Dr Khin has already been shot at twice in the line of duty, but the inability to help patients in desperate need is causing him the most grief. An 8pm curfew has made Myanmar’s streets a potential death zone for anyone who ventures out, and emergency medical workers are no exception.

“It is very depressing. We have the calls from those in need of medical services and because of the curfews, the shootings and detentions, we cannot do much for them at night,” he said.

“One day I had an emergency call from a patient involved in a hit and run. His wife was already dead on the road. He called my number and asked for help,” he said.

“We had one rescue team about 10 blocks away, but military forces were in the middle, shooting everything. My rescue team could not go out and help him and he died,” said Dr Khin.

“There are a lot of cases. Sometimes I have get calls for help with emergency baby deliveries. In one case, there was no ambulance to take the woman out to the hospital in time and the child died,” he said.

To try to prevent needless tragedies, Dr Khin and many of his colleagues have set up a network of private clinics to treat injured protesters and the most vulnerable communities.

Expectant mothers can now attend one of his clinics specialising in maternal and childcare, and plan the timing of their baby’s delivery to avoid being endangered by the curfew. But running a clinic is also fraught with danger.

“We have some people on the two blocks north and south of the clinic. They watch and when they see soldiers coming they call us. So, we have some minimal time to flee from the back door,” said Dr Khin.

Dr Htun, who was forced to flee Mandalay after narrowly escaping a military raid on his home, still helps coordinate a cluster of clandestine clinics and emergency response teams.

On April 29, “clinic 3” received a tip-off from a friendly police officer that it would be targeted by the junta on May 1.

“We were able to close down the base before they arrived. They came and checked and there was nothing, no medical personnel, it was an empty space. They were angry,” he said.

One of the military’s obvious aims was to scare volunteers and threaten them with guns. But Dr Htun said he had noticed a pattern of raids ahead of big protest events.

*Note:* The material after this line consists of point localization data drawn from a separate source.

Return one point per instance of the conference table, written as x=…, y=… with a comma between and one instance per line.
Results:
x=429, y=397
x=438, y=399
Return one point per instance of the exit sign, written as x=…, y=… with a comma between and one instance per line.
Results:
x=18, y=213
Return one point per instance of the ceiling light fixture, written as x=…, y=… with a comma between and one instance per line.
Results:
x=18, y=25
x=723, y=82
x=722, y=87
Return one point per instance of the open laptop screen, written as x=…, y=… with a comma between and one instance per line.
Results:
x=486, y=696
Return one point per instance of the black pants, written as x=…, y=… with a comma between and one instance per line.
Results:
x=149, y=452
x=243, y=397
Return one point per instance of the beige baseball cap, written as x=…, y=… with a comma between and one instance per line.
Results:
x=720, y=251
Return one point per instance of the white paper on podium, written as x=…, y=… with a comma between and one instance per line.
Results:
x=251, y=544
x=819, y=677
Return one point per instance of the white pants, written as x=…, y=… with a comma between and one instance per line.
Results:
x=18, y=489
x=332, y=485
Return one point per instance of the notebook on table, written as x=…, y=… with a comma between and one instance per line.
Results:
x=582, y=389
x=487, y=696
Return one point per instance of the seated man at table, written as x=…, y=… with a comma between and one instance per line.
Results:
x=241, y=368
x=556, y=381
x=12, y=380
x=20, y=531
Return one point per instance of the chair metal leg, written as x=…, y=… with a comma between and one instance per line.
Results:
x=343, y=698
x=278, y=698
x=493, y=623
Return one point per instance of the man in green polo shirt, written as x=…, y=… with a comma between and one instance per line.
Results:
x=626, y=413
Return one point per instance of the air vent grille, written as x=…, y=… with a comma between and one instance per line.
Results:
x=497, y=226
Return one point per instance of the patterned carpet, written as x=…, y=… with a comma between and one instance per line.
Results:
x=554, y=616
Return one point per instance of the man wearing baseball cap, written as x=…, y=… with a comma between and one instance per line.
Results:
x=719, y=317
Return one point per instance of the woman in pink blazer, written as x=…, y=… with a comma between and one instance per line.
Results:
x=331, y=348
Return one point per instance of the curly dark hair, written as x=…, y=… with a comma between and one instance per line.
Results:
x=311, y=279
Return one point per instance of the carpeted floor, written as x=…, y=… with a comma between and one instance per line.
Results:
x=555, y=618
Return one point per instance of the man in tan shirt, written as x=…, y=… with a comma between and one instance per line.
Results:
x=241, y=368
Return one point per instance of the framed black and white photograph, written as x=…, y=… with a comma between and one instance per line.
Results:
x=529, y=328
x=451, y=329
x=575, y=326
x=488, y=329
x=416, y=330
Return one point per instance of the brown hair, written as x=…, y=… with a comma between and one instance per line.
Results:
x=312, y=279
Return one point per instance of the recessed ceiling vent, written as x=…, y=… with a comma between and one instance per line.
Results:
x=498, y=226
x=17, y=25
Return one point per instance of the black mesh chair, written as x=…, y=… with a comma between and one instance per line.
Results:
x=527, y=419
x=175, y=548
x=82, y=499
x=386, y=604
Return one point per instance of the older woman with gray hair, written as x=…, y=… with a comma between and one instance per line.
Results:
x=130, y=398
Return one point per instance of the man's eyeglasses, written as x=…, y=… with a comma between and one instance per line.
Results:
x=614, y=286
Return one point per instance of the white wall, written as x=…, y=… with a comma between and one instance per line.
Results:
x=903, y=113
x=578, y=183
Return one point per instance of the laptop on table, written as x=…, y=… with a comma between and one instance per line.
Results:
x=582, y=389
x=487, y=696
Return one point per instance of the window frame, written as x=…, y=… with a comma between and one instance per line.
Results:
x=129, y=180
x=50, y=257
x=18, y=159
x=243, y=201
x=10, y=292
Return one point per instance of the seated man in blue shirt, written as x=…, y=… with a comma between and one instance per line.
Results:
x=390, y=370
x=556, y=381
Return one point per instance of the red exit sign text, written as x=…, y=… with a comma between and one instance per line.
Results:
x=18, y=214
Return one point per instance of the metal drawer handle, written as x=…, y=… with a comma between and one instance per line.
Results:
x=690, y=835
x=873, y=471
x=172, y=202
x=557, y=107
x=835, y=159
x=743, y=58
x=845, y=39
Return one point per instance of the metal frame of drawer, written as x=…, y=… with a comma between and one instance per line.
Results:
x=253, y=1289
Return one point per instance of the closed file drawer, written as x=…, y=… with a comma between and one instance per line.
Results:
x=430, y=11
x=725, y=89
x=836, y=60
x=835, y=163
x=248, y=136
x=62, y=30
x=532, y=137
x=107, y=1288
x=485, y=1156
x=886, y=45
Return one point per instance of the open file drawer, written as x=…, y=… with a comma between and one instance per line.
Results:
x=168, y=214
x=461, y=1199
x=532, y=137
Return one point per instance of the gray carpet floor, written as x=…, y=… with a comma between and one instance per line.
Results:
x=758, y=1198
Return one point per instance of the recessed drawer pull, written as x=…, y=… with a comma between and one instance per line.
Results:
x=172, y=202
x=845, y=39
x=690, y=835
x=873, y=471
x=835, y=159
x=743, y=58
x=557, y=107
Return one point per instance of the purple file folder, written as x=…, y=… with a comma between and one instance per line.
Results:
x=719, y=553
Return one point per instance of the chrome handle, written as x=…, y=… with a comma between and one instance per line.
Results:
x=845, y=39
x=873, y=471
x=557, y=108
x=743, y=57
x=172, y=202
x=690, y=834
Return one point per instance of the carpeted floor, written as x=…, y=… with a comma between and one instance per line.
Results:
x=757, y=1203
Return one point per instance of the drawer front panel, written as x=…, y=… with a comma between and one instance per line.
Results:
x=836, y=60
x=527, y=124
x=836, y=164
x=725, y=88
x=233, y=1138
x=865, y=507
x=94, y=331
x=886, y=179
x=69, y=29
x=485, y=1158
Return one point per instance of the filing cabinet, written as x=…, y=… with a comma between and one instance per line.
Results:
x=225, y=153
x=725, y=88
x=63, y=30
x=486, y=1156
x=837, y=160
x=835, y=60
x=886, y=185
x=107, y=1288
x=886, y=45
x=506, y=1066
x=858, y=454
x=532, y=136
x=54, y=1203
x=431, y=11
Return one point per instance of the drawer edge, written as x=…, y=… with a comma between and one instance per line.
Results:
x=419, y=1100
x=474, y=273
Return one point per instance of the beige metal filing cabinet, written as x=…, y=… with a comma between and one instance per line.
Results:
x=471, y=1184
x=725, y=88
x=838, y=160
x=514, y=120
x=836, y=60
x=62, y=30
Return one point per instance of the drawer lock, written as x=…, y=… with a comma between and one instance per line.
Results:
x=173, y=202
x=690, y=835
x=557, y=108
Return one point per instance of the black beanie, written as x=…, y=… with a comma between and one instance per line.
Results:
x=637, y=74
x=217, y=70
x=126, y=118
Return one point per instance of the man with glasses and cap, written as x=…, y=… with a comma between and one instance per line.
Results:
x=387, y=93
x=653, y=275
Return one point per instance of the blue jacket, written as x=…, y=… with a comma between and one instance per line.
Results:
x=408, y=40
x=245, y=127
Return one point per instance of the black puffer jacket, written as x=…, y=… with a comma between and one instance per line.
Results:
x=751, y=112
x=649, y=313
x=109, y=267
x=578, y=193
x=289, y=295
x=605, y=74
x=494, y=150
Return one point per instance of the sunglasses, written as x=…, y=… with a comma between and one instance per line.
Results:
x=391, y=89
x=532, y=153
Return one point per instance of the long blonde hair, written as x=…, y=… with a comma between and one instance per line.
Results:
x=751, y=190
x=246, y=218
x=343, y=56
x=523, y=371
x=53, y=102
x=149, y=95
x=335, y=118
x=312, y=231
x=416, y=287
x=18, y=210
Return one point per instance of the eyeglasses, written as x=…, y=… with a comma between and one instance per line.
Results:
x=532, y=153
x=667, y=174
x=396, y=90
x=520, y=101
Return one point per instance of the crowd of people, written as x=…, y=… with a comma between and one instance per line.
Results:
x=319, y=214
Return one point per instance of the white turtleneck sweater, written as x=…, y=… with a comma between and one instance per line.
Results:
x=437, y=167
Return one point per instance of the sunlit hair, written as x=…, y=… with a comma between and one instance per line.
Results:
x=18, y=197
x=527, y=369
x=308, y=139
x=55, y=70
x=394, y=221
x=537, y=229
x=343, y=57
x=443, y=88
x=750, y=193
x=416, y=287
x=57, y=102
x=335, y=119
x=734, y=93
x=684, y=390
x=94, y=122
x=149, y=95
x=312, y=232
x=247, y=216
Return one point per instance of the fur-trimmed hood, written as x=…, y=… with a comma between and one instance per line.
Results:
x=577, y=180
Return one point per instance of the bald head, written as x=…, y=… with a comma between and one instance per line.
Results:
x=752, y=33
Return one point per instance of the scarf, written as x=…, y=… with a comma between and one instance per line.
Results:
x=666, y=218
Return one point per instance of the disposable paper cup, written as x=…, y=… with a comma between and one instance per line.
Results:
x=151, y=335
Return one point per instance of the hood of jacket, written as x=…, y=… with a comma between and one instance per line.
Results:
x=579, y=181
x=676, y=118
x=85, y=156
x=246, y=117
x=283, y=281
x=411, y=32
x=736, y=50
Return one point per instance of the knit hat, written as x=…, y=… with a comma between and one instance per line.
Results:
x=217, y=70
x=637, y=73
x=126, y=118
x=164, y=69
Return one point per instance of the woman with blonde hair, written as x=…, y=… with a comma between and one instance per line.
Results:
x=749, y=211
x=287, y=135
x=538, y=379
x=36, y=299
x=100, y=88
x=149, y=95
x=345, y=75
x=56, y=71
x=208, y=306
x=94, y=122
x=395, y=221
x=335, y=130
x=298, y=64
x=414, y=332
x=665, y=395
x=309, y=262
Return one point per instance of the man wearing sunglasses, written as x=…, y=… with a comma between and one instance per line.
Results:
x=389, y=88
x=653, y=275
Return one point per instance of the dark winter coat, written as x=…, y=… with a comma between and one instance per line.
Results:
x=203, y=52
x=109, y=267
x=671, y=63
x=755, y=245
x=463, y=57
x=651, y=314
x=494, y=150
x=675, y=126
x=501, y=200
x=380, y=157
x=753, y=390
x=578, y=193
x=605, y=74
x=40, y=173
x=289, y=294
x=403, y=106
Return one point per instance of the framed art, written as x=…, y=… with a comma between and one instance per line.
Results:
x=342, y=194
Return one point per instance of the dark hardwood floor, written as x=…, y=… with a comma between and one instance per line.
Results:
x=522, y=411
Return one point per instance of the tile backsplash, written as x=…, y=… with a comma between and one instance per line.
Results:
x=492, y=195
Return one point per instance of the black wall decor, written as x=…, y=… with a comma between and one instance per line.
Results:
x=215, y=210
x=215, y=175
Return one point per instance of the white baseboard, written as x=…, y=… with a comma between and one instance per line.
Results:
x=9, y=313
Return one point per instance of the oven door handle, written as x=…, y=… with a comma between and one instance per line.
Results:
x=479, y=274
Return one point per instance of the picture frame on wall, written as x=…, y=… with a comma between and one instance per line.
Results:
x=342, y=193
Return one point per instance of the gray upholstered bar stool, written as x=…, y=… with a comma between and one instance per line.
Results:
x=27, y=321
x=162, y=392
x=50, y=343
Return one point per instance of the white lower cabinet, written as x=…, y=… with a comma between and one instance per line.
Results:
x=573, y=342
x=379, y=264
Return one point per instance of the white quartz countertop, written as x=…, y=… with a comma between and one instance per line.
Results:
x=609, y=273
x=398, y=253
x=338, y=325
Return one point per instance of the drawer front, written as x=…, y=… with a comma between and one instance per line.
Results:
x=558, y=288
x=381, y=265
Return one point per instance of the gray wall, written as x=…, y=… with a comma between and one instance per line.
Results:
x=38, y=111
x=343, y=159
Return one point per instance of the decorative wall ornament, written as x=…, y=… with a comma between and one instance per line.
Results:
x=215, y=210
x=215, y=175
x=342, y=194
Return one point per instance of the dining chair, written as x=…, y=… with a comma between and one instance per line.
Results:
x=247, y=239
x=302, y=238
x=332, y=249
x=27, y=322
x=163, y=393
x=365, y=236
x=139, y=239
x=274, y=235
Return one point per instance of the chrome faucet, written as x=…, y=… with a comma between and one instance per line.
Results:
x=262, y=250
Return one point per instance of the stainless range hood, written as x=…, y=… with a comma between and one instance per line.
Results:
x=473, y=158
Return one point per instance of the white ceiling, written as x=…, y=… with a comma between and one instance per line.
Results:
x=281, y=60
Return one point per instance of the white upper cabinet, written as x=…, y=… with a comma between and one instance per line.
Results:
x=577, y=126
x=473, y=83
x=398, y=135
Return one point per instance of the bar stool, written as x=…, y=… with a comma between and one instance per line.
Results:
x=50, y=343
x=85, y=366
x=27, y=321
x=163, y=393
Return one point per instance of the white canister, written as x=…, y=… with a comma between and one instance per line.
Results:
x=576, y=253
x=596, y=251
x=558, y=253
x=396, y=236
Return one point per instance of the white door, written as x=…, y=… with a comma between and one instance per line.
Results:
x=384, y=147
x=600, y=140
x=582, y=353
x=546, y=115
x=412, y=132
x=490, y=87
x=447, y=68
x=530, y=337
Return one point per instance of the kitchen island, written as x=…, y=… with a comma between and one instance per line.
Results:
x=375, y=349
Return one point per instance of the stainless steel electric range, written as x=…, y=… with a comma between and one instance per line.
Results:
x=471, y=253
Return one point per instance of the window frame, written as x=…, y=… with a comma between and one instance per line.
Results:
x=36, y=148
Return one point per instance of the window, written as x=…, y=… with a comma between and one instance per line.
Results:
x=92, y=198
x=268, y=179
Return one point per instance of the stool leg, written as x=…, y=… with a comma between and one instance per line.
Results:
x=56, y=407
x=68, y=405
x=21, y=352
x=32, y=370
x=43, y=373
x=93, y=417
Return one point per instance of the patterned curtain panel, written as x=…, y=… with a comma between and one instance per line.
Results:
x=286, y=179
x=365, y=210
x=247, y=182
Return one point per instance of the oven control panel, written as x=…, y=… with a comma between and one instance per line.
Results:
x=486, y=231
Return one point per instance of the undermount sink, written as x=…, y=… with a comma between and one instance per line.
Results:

“They want to make sure that nobody takes care of the wounded. That’s the intention.” Sometimes, the military’s actions appear to be motivated by nothing more than cruelty. “Ambulances are being hunted down and shot at during the curfew hours,” said Dr Htun, describing how a rescue team had been blocked on the way to provide oxygen to a man in respiratory distress.

“They were begging them that one of the patients was suffering and needed oxygen immediately and they refused to let it go..The patient died of a lack of oxygen after 30 minutes,” he said.

“They don’t give you any reasons. If they say stop, you stop if they say go, you go, if they say get down from the car you get down. If you ask for the reason they will hit you with the gun,” Dr Htun added.

“We’ve become psychologically numb,” he said. “We are all human beings. We are scared of arrest and detention. Some of the people they detain at night and give only the body back in the morning. Our doctors are brave, they are working selflessly and don’t care about themselves anymore.”

The situation has left many doctors desperate and exhausted. “If we don’t get any help from the international community, I feel helpless, but we are still fighting our best,” said Dr Hlaing, another medic forced from her home. “We need more action than statements.”

The military were committing “crimes against humanity,” charged Dr Khin. “We urgently need the international community to pressure the military junta to let us do medical emergency services anywhere, anytime, at any cost.”